Place de l'Université : Ancienne faculté de droit créée
en 1409.
Le bâtiment actuel (XVIII°s.) abrite l'Institut d'Etudes Politiques.
La cathédrale Saint-Sauveur : Edifice composite (nombreux
remaniements et adjonctions).
Façade "romaine" du cloître des chanoines (remploi de gros blocs
antiques à bossage)
Façade de l'église romane du XII°s. avec portail.
Façade flambloyante de la grande nef gothique (fin XV°s.)
Eglise romane : actuel bas-côté droit de la cathédrale.
Baptistère accolé aux 2ème et 3ème travées. Edifié dans l'angle
du forum antique, le baptistère est de plan octogonal avec déambulatoire.
Origine : V°s.
Coupole reconstruite au XVI°s par des maîtres-maçons aixois,
surélevée d'un lanternon.
La 4ème travée ouvre sur le cloître.
Nef gothique : Tradition du gothique provençal : plan simple
en croix latine, trapue, peu percée, voûte sur croisées d'ogives.
1ère travée : buffet d'orgue (XVIII°s.)
3ème travée : tryptique du buisson ardent peint vers
1476 pour le Roi René par Nicolas Froment, chef de file de l'école
d'Aix du XV°s. Cette œuvre unit l'influence italienne (recherche
de la perspective) et l'influence flamande (traitement des draperies,
réalisme des portraits et soucis du détail). En face du buisson
ardent : l'incrédulité de Saint Thomas peint par le Flamand
Louis Finson (1613) influencé par Le Caravage.

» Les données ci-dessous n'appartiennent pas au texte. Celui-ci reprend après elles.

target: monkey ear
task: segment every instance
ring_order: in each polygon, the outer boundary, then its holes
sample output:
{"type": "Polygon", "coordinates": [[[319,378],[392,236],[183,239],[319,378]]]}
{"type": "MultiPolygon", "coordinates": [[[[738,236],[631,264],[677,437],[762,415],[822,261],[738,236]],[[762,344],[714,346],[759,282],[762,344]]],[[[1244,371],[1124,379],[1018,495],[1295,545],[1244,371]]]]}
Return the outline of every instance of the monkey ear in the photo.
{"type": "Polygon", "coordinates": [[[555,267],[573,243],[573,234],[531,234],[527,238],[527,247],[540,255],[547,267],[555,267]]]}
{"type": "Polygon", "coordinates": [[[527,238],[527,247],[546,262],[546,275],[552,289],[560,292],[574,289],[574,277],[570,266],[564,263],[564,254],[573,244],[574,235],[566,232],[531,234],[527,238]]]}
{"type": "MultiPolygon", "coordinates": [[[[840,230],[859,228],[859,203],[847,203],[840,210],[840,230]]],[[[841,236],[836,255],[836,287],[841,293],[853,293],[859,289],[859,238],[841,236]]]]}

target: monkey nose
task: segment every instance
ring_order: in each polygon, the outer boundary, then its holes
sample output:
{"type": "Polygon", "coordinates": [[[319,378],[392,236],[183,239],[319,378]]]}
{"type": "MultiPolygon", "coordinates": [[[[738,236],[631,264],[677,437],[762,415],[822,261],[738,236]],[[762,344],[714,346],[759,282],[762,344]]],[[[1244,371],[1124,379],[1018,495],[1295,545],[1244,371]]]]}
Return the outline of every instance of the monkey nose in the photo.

Nef Notre-Dame de l'Espérance : actuel bas-côté gauche
En 1695, des architectes aixois transforment trois chapelles
et le bras du transept nord en une nouvelle nef, dont le chevet
est constitué par la chapelle ND de l'Espérance. Elle devient
une remarquable nef baroque, rythmée par trois arcs triomphaux
: dorique, ionique et corinthien.
Le cloître : Situé au sud de la cathédrale, reconstruit
à la fin du XII°s. Rectangulaire à l'origine, il est transformé
en plan carré au XVII°s.
Place des martyres de la résistance : Ancienne place de l'Archevêché
ouverte au XVIII°s.
Elle est encore bordée de façades de cette époque, et orné de
la fontaine d'Espéluque (1618).
L'Archevêché : situé au fond de la place. Rôle séculier et religieux
des archevêques d'Aix pendant plusieurs siècles : transition
entre le pouvoir central et les représentants de la Province.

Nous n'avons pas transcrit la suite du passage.